Clashes have resumed in Cairo between supporters and opponents of Egyptian President Hosni Mubarak.
Rocks were thrown between the two camps despite a buffer zone designed to separate them created by the army.
At least four people were shot dead and 13 others were wounded as the battle for Tahrir Square in central Cairo took on an increasingly violent turn overnight.
Pro-Hosni Mubarak supporters are said to have opened fire on anti government protesters.
Egypt’s army began deploying tanks in among the protesters and managed to create a buffer zone of around 80 metres.
The night time deaths add to those killed yesterday, underlining just how dangerous the demand for democracy has become.
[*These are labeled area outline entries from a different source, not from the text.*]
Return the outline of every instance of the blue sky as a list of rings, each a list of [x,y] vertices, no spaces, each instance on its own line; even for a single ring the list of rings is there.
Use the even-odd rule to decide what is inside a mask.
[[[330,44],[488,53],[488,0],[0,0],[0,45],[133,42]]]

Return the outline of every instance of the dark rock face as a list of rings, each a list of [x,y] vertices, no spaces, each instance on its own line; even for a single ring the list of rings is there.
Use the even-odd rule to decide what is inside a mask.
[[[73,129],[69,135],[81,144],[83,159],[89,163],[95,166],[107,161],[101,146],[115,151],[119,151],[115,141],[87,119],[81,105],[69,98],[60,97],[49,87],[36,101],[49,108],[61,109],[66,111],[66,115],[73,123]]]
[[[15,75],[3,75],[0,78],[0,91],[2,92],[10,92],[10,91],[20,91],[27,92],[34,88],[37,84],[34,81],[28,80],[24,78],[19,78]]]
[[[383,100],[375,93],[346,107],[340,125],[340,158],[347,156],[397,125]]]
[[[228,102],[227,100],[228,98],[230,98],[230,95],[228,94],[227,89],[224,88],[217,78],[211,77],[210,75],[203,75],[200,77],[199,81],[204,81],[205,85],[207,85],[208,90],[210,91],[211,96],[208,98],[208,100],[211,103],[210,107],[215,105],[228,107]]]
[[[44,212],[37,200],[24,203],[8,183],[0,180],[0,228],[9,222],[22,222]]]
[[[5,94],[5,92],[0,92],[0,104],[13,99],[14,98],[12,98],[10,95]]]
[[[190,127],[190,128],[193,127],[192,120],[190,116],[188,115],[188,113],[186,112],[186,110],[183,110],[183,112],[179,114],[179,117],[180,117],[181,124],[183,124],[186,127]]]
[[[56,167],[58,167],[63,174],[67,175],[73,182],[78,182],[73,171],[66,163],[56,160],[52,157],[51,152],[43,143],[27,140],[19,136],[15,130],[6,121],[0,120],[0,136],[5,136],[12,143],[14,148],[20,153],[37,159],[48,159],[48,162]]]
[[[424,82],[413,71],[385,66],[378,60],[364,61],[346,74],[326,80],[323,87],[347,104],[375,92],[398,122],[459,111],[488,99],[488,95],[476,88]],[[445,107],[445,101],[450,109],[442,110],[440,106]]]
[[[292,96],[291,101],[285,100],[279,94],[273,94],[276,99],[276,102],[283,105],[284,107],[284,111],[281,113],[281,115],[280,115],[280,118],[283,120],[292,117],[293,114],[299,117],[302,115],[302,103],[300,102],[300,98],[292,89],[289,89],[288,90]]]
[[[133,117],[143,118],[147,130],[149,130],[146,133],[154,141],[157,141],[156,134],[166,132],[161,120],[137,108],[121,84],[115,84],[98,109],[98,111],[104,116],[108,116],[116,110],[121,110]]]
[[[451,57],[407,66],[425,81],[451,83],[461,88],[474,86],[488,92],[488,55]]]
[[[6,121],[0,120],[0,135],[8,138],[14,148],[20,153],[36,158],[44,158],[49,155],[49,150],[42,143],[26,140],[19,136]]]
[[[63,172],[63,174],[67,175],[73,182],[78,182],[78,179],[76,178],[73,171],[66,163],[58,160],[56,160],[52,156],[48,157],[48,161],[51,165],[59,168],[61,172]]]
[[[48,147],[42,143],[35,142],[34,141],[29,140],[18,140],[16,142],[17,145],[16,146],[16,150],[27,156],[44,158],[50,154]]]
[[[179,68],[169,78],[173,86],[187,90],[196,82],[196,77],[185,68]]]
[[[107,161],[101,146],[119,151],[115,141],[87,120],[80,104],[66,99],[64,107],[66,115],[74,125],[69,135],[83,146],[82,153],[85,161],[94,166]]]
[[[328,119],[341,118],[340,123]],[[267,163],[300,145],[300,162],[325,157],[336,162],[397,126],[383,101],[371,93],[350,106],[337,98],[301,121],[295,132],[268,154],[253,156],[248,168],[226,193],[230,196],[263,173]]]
Many see the increase in violence as an attempted government-backed crackdown on the pro-democracy demonstrations which have now moved into their tenth day.
Mubarak promised on Tuesday to surrender power in September to try to defuse the unprecedented challenge to his 30-year-rule. But his refusal to go immediately has angered protesters.
Hours later, the army told the reformists to go home as Mubarak backers, throwing petrol bombs and wielding sticks, gathered on the outskirts of the central square and tried to gain entry.
Now the government is urging the protesters to go home before talks over constitutional change can begin. But the activists are refusing, building up to Friday when they plan a march on the presidential palace.